Haryani (38) salah satu warga kelurahan Medang, Kecamatan Pagedangan mengatakan serbuk kayu gergaji itu sudah pernah digunakannya dua tahun silam lalu. "Waktu itu saya gunakan karena tingginya biaya hidup," katanya, Minggu (7/9/2008).
Namun lanjut Haryani, kini dia kembali menggunakan serbuk gergaji itu karena minyak tanah dan elpiji sulit untuk ia peroleh di wilayahnya.

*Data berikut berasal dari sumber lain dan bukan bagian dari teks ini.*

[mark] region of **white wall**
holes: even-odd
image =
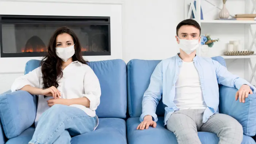
[[[128,0],[125,9],[123,58],[126,62],[176,54],[176,27],[184,19],[183,0]]]
[[[53,1],[54,0],[44,1]],[[61,1],[72,3],[70,0]],[[76,1],[79,1],[75,0]],[[221,2],[222,0],[210,1],[219,3],[220,7],[222,7]],[[81,0],[81,1],[85,1]],[[112,3],[114,4],[123,4],[121,7],[122,13],[119,14],[121,15],[122,19],[122,29],[121,30],[122,48],[121,53],[119,53],[120,55],[118,55],[117,57],[120,57],[126,62],[127,63],[132,59],[163,59],[175,55],[177,54],[178,49],[174,36],[176,34],[176,27],[177,25],[184,19],[183,0],[98,0],[93,1],[96,1],[103,3],[108,3],[108,4],[109,4]],[[241,7],[242,9],[238,11],[241,11],[244,10],[244,7],[243,5],[244,4],[241,3],[241,1],[243,3],[243,1],[234,0],[230,1],[230,3],[238,4],[237,5]],[[229,2],[228,1],[227,3]],[[27,4],[29,5],[29,3],[28,3]],[[206,4],[202,3],[202,4],[203,11],[209,10],[207,7],[210,7],[209,6]],[[204,9],[204,7],[207,8]],[[229,10],[233,8],[231,7],[230,5],[228,6],[228,8]],[[73,7],[73,8],[74,8]],[[230,12],[235,12],[236,11],[234,10],[237,8],[235,8],[230,10]],[[7,9],[8,8],[7,8]],[[46,11],[52,13],[55,12],[54,8],[50,11]],[[66,11],[65,14],[69,13],[69,12]],[[204,15],[205,19],[210,19],[210,16],[212,16],[211,15],[216,16],[216,15],[218,15],[218,11],[219,10],[217,10],[212,12],[212,13],[208,13]],[[212,14],[213,13],[213,14]],[[209,15],[210,16],[208,16]],[[216,26],[214,26],[217,27]],[[214,30],[216,30],[215,28],[217,28],[216,27],[204,25],[202,26],[202,31],[203,32],[209,32],[209,34],[212,34],[213,38],[220,38],[222,42],[224,40],[225,42],[227,40],[227,39],[224,39],[228,36],[225,35],[225,32],[227,32],[230,34],[232,32],[230,31],[232,30],[232,27],[229,25],[222,27],[224,29],[228,29],[226,31],[216,31]],[[238,28],[240,27],[238,27]],[[113,27],[111,29],[115,28]],[[237,36],[238,37],[244,36],[243,35],[244,34],[244,32],[241,31],[242,30],[239,30],[235,33],[238,34]],[[220,36],[220,35],[223,35]],[[116,41],[111,42],[111,44],[116,43]],[[220,44],[221,43],[219,44],[216,44],[216,46]],[[217,47],[214,48],[218,48]],[[99,58],[93,59],[86,57],[86,58],[89,60],[100,60]],[[103,60],[105,58],[101,57],[100,58]],[[25,58],[24,59],[26,60]],[[7,61],[5,62],[7,65],[9,63]],[[227,62],[228,63],[229,62],[228,61]],[[1,62],[3,62],[1,61]],[[236,64],[234,66],[229,66],[228,67],[229,70],[235,74],[243,77],[244,66],[243,65],[244,63],[243,60],[238,61],[238,63]],[[239,67],[237,67],[237,64],[239,65]],[[1,69],[1,64],[0,63],[0,69]],[[20,67],[24,69],[24,66],[21,66]],[[20,75],[22,75],[22,74],[0,75],[0,93],[9,89],[15,78]],[[3,77],[4,77],[5,78],[3,78]],[[3,79],[9,80],[5,81],[3,83],[1,80]]]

Padahal sebagai ibu yang memiliki lima orang anak, dia harus memenuhi kebutuhan hidupnya.
Menurutnya, ide untuk menggunakan serbuk gergaji itu ia dapat dari tetangganya. Dan hasil penggunaan serbuk gergaji untuk memasak itu hasil memasaknya juga tidak jauh berbeda dengan masakan yang menggunakan elpiji atau minyak tanah.Â
"Satu kompor ini bisa untuk memasak hingga delapan jam, selain itu, hasil memasak menggunakan serbuk ini lebih baik dibandingkan menggunakan minyak atau gas elpiji.Warna api di kompor itu juga berwarna biru," katanya.
Sedangkan untuk serbuk kayu yang ia peroleh selama ini berasal dari pabrik kayu dengan harga satu karung beras ukuran 50kg seharga Rp 3000 per karung. Dan dengan harga yang demikian itu ia mengaku jauh lebih hemat dan irit dibandingkan menggunakan minyak tanah dan gas elpiji.